[英]How to scrape dynamic data with PHP Simple HTML DOM Parser
first let me say that I have read over numerous "scrapping" threads on here and none have been of help to me. 首先,我要说的是,我在这里阅读了许多“报废”线程,但对我没有帮助。 I also checked around the internet for days and now I am getting close to the wire I am hoping someone can shed some light on this for me.

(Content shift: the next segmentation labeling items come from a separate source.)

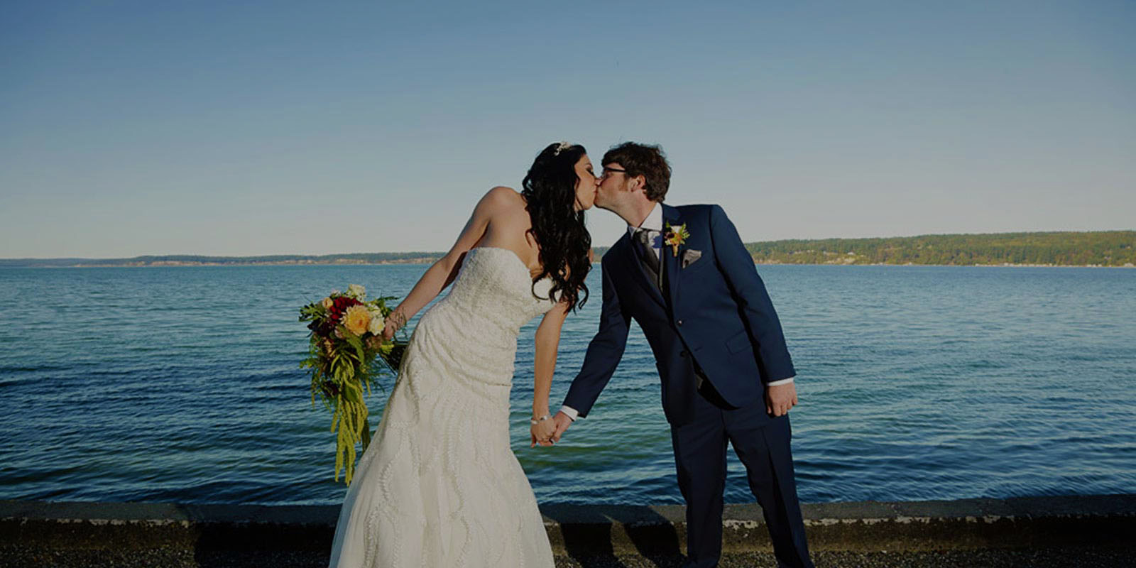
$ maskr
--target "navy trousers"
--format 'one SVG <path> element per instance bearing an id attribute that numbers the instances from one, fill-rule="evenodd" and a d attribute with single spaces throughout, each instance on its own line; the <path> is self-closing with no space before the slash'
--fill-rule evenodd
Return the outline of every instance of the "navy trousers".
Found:
<path id="1" fill-rule="evenodd" d="M 729 407 L 704 382 L 694 396 L 694 419 L 670 428 L 678 487 L 686 500 L 684 568 L 718 566 L 721 557 L 726 443 L 745 465 L 750 490 L 765 513 L 777 566 L 812 568 L 793 478 L 788 416 L 771 418 L 763 401 Z"/>

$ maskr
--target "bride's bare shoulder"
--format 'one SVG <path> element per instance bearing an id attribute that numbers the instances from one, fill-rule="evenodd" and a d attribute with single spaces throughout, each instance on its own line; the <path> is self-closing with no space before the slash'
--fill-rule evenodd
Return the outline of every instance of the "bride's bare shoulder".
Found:
<path id="1" fill-rule="evenodd" d="M 512 187 L 498 185 L 485 193 L 481 206 L 484 206 L 490 215 L 511 217 L 518 211 L 525 210 L 525 198 Z"/>

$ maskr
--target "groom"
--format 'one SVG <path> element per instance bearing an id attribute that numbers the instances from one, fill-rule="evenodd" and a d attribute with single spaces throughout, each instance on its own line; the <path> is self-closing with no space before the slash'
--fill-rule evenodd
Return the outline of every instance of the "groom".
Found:
<path id="1" fill-rule="evenodd" d="M 559 440 L 587 416 L 627 344 L 632 318 L 662 379 L 678 487 L 686 500 L 686 563 L 721 556 L 726 443 L 745 465 L 779 566 L 812 567 L 793 481 L 788 410 L 793 362 L 753 259 L 719 206 L 662 203 L 670 166 L 658 147 L 603 154 L 595 204 L 627 222 L 603 254 L 600 331 L 554 417 Z"/>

我也检查了几天的互联网,现在我已经接近电线,希望有人可以帮我一下。
I am using PHP Simple HTML DOM Parser to scrape some data from a page. 我正在使用PHP Simple HTML DOM解析器从页面中抓取一些数据。 The url I am working with serves dynamic content and I can not seem to get anything to work to pull that content in. I need to scrape the text(plain) from
<tr id="0" class="ui-widget-content jqgrow ui-row-ltr" role="row">
to <tr id="9" class="ui-widget-content jqgrow ui-row-ltr" role="row">
, I feel like once I get one to work I can get the others. 我正在使用的url提供动态内容,但似乎无法进行任何操作来提取该内容。我需要从
<tr id="0" class="ui-widget-content jqgrow ui-row-ltr" role="row">
到<tr id="9" class="ui-widget-content jqgrow ui-row-ltr" role="row">
,我觉得一旦获得工作,我可以得到其他人。 Because this info is not actually on the page when the page is loaded but rather comes into the fold after the page loads I am in a rutt. 因为在加载页面时此信息实际上不在页面上,而是在页面加载后进入折叠状态,所以我很不高兴。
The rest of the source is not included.